2. The mobile terminal device according to claim 1, wherein the control unit controls the second communication unit to send the information relating to resource assignment corresponding to a data transfer rate of the first communication unit to the base station in a case in which the data transfer rate of the first communication unit is lower than a data transfer rate of the second communication unit.

3. The mobile terminal device according to claim 1, wherein, in receiving data from the base station, the control unit controls the second communication unit to send the information relating to resource assignment along with a CQI report.

4. The mobile terminal device according to claim 1, wherein, in sending data to the base station, the control unit controls the second communication unit to send the information relating to resource assignment along with a scheduling request.

5. The mobile terminal device according to claim 1, wherein the control unit includes information specifying at least one of: the number of MIMO channels; a multiple value number of modulation system; and a frequency bandwidth, to the base station, as the information relating to resource assignment.

6. The mobile terminal device according to claim 5, wherein a theoretical value of the data transfer rate of the second communication unit is determined based on a combination of parameter values: the number of MIMO channels; a multiple value number of modulation system; and a frequency bandwidth.

7. The mobile terminal device according to claim 6, wherein the control unit determines the parameter values of the combination in an order of: the number of MIMO channels; the multiple value number of modulation system; and the frequency bandwidth.

8. The mobile terminal device according to claim 7, wherein the control unit changes the order to: the number of MIMO channels; the frequency bandwidth; and the multiple value number of modulation system, in a case in which wireless communication quality of the second communication unit does not reach a predetermined level.

9. The mobile terminal device according to claim 5, wherein the control unit controls the second communication unit to send new information relating to resource assignment to the base station, in a case in which data transfer rate of the second communication unit becomes lower than the data transfer rate of the first communication unit after assignment of a predetermined resource to a terminal in response to the information relating to resource assignment being sent.

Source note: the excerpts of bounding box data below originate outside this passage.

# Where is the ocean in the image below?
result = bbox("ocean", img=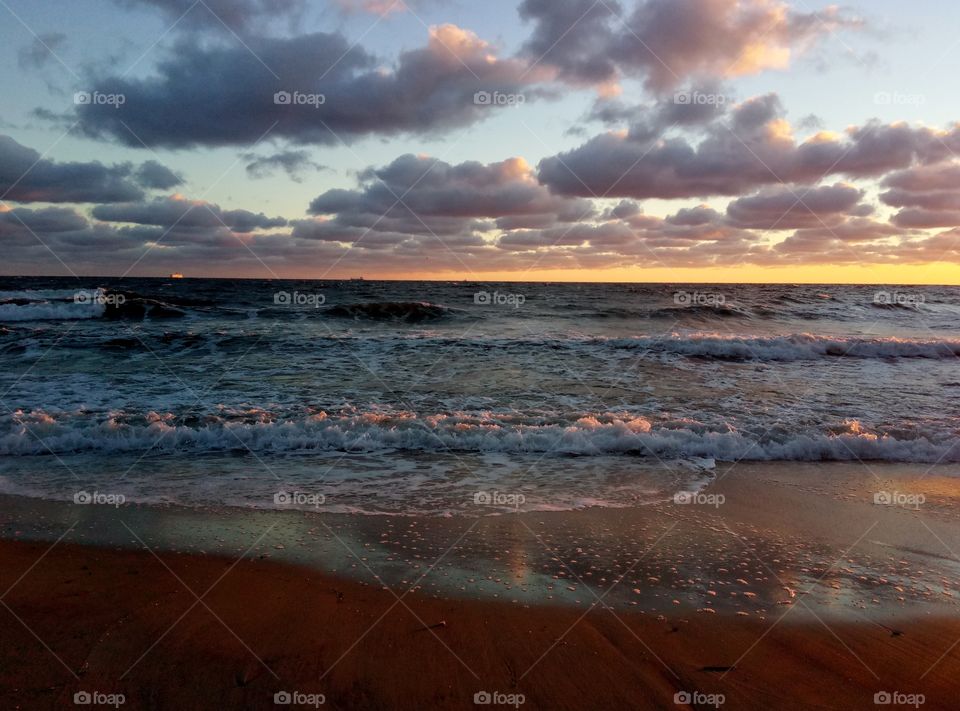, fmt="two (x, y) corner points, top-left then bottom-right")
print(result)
(0, 277), (960, 516)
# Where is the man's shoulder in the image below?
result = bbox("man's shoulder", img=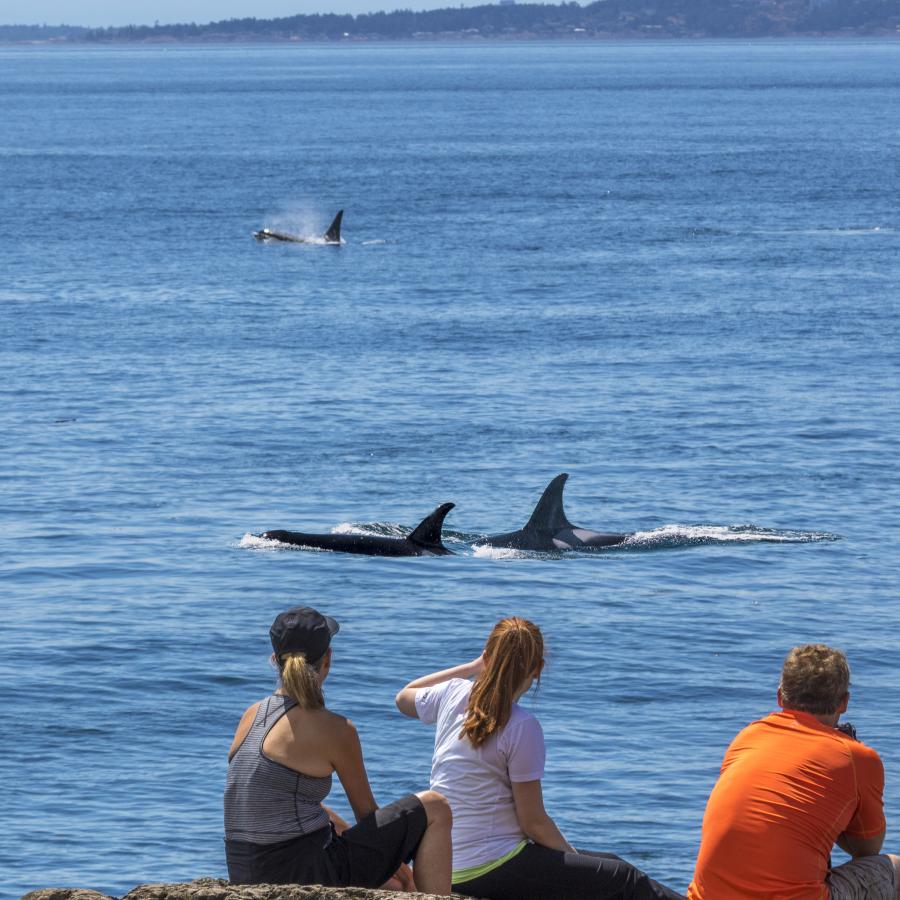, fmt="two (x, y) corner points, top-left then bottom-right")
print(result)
(838, 732), (882, 766)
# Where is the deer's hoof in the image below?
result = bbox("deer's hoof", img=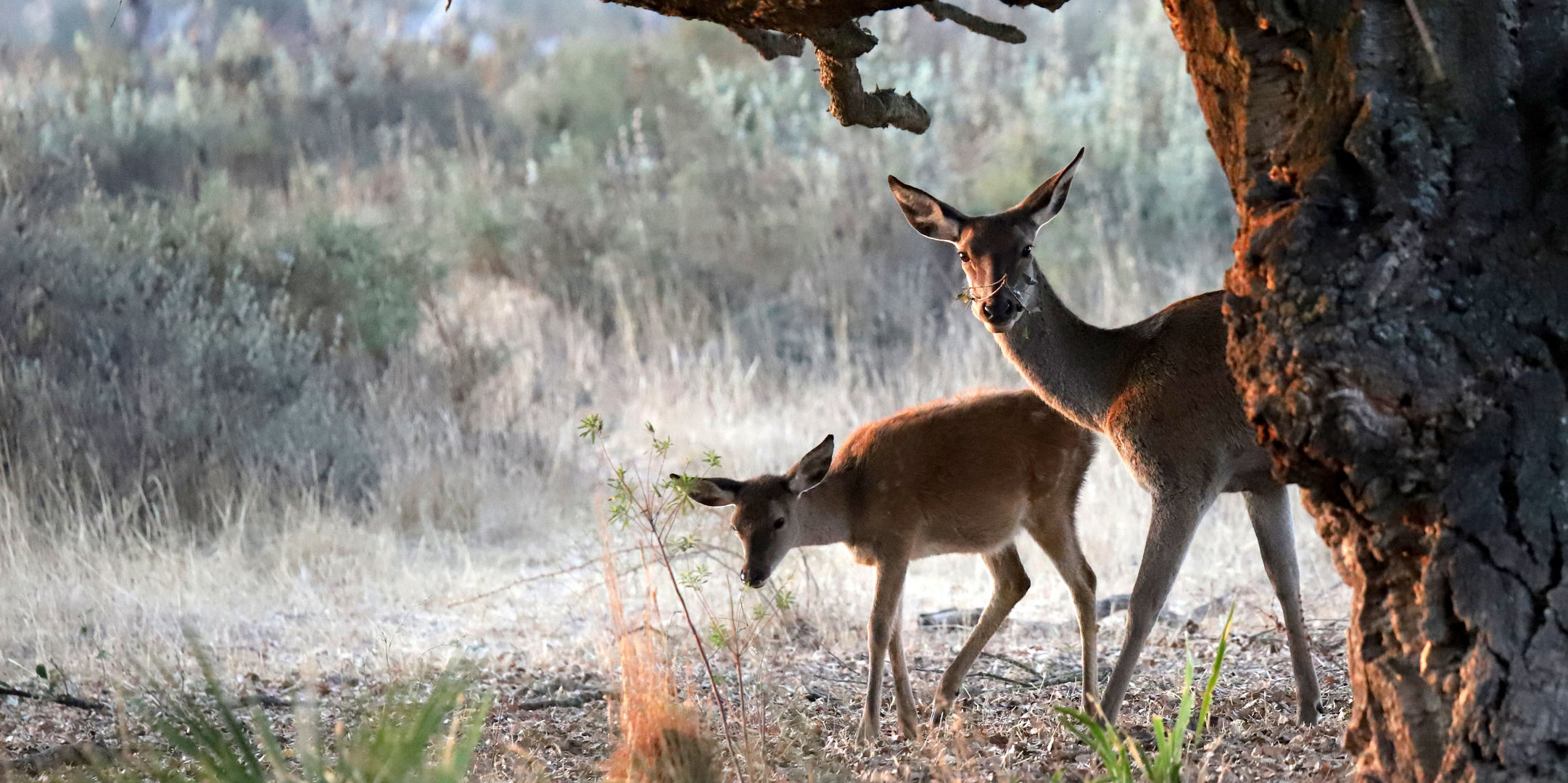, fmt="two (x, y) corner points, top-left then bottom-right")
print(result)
(854, 721), (881, 747)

10. The mobile terminal device according to claim 9, wherein the control unit defines the new information relating to resource assignment by incrementing the multiple value number of modulation system in the information relating to resource assignment.

11. The mobile terminal device according to claim 1, wherein the control unit specifies information relating to data transfer rate of the first communication unit that corresponds to at least one of: the number of MIMO channels; the multiple value number of modulation system; and the frequency bandwidth, in the base station, as the information relating to resource assignment.

12. The mobile terminal device according to claim 11, wherein the information relating to resource assignment includes a communication system of the first communication unit.

13. A control method by which a mobile terminal device including a first communication unit that communicates with an external device and a second communication unit that wirelessly communicates with a base station controls the first communication unit to send data received by the second communication unit to the external device or controls the second communication unit to send data received by the first communication unit to the base station, the method comprising a step of controlling the second communication unit to send information relating to resource assignment corresponding to a data transfer rate of the first communication unit to the base station.